La plainte ajoute aussi une nouvelle plaignante, Shivon Zilis. Ancienne membre du conseil d’administration d’OpenAI et directrice exécutive chez Neuralink, l’entreprise d’implants cérébraux de Musk, elle affirme avoir exprimé des inquiétudes au sujet des accords conclus par OpenAI. D’après les documents judiciaires, ces préoccupations n’auraient pas été prises en compte.

Sa participation peut apporter un éclairage supplémentaire sur les premières années d’OpenAI et sur sa gouvernance. Elle ne constitue pas, à elle seule, une preuve des accusations formulées. Comme pour le reste du dossier, ses affirmations devront être examinées dans le cadre contradictoire de la procédure, avec les réponses des défendeurs et les éléments susceptibles d’être produits devant le tribunal.

OpenAI et Microsoft contestent le récit de Musk

OpenAI a rejeté les demandes de Musk, qu’elle juge démesurées et infondées. L’entreprise estime que l’action en justice déforme ses objectifs, son fonctionnement et l’histoire de sa relation avec l’entrepreneur. Elle rappelle que sa mission reste encadrée par la structure non lucrative qui contrôle l’organisation.

Microsoft, de son côté, n’a pas commenté en détail les accusations figurant dans la plainte modifiée. Cette prudence est classique dans une procédure en cours, particulièrement lorsqu’elle porte à la fois sur des contrats commerciaux, des secrets d’affaires potentiels et des griefs antitrust.

Au-delà de cette confrontation, le dossier révèle une tension devenue structurante dans l’IA : comment financer des modèles toujours plus coûteux sans que les laboratoires perdent leur indépendance, leur mission ou leur capacité à servir l’intérêt général ? OpenAI n’est pas la seule organisation confrontée à cette question. Mais son poids dans l’IA générative, la popularité de ChatGPT et l’ampleur de son alliance avec Microsoft en font un cas particulièrement scruté.

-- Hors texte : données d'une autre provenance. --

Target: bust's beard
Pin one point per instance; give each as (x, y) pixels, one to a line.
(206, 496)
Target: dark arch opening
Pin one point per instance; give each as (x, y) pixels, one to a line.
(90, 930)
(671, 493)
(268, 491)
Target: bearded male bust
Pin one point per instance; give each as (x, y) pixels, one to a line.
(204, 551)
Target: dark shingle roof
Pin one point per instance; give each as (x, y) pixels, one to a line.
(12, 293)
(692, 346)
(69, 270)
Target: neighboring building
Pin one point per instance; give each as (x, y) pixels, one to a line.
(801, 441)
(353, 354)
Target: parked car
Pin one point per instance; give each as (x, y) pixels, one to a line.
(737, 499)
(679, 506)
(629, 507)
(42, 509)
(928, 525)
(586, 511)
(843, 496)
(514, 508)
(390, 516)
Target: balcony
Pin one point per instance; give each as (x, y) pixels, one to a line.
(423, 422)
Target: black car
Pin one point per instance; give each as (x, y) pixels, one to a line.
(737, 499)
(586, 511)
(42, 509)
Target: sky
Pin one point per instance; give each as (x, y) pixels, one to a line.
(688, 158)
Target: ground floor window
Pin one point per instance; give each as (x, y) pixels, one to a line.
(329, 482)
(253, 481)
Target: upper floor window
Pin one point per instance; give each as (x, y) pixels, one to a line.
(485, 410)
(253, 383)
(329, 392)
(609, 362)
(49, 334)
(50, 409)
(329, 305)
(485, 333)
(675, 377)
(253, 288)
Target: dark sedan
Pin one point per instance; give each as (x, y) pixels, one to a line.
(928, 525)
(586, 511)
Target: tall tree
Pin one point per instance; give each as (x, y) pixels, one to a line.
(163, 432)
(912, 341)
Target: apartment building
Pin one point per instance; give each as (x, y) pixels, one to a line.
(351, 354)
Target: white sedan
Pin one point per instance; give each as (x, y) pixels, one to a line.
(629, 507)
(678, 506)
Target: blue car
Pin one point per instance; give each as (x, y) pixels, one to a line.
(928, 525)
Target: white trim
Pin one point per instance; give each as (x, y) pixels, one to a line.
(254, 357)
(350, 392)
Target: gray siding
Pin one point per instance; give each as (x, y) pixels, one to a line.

Une affaire juridique distincte de l’engagement politique de Musk

Cette offensive judiciaire intervient aussi dans un contexte de forte visibilité politique pour Elon Musk. Après l’élection présidentielle américaine de novembre 2024, Donald Trump, alors président élu, a annoncé le 12 novembre que Musk travaillerait avec Vivek Ramaswamy sur un projet baptisé Department of Government Efficiency, ou DOGE.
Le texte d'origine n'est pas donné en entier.